The National Conference of State Legislatures (NCSL) is writing the bill. The only current hold-up, according to spokesman Neal Osten, is “adding some new provisions at the request of various stakeholders.”
“Stakeholders,” let’s be clear, are not American taxpayers, but the state legislatures wanting a new source of revenue to fill the gaps in their bloated budgets.
This bill would buffet the U.S. economy at the worst possible time. U.S. GDP contracted by more than 6 percent in the past two quarters. The last thing we need right now is more policies that suppress commerce.
The largely tax-free Internet has been a net contributor to state tax coffers, by encouraging economic growth and the collection of income taxes from those who make their livings with online firms. Increase the burden on those firms, and you decrease the number of jobs. This happened in New York in 2008 when Overstock.com closed all its offices in the state in response to a new online sales tax.
Internet sales taxes also present a compliance nightmare for every online firm, from small “mom & pop” retailers to behemoths such as Amazon and Overstock. There are about 7,400 tax districts across the United States, which makes it absurdly difficult to ascertain which state gets what cut of tax revenue for a sale by an online retailer in California, made from a coffee shop in North Carolina, using a wi-fi connection from a company based in New York and routed through servers in Illinois, Nebraska, and Texas.

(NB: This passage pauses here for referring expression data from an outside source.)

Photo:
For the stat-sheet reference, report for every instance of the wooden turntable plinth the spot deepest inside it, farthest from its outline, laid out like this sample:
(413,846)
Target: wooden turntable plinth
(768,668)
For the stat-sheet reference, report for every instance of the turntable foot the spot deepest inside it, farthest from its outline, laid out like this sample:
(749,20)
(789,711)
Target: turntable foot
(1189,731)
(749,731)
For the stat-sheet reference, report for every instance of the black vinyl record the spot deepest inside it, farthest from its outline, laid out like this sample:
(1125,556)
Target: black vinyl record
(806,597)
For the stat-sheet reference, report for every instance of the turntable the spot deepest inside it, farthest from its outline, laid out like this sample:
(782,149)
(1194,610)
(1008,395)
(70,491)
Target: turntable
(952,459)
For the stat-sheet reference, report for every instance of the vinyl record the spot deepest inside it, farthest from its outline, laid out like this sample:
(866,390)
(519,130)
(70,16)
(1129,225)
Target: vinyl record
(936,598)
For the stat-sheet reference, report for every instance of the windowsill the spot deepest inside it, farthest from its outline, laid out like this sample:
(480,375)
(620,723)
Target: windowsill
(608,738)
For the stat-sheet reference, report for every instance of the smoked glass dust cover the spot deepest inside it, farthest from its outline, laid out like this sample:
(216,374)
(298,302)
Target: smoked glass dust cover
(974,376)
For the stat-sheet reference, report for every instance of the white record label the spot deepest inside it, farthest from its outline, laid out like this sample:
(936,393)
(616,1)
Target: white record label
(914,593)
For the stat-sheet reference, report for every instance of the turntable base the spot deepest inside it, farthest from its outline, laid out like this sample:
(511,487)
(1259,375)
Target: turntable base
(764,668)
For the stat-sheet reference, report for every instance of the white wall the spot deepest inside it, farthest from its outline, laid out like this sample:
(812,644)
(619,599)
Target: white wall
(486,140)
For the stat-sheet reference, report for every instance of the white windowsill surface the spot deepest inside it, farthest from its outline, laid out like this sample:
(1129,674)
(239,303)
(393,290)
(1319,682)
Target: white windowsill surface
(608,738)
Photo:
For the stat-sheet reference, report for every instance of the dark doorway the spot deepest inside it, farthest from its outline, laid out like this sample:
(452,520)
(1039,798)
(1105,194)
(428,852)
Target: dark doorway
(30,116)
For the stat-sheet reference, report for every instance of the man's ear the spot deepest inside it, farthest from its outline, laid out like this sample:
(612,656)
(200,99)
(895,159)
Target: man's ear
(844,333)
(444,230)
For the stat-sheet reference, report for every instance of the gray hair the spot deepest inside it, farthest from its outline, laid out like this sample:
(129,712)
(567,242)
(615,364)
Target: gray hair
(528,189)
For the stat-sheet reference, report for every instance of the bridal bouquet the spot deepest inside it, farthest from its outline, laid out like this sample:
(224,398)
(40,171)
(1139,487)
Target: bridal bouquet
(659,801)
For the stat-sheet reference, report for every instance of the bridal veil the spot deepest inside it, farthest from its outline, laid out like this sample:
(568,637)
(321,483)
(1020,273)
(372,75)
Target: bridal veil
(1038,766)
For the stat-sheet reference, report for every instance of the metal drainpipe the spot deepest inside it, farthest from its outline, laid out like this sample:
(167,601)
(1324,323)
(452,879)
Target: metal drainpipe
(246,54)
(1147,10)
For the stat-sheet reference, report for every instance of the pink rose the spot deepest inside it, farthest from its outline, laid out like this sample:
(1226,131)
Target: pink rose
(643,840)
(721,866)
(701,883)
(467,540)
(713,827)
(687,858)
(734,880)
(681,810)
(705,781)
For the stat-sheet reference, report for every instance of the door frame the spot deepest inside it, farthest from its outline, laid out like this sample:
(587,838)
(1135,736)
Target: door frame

Supporters of this idea—a cabal known as the Streamlined Sales Tax Project—say part of the deal will be a simplification of sales taxes from state to state. The public can be forgiven for looking at the history of tax “simplification” in America and seeing it as a scheme to force all states’ tax rates up by reducing competition among the states.
One can empathize with state legislatures dealing with budgets bleeding pools of red ink. The solution, however, is not to buffet Americans with a hurricane of new taxes but to reduce government to handle only what is really needed. The public can easily afford that without new taxes.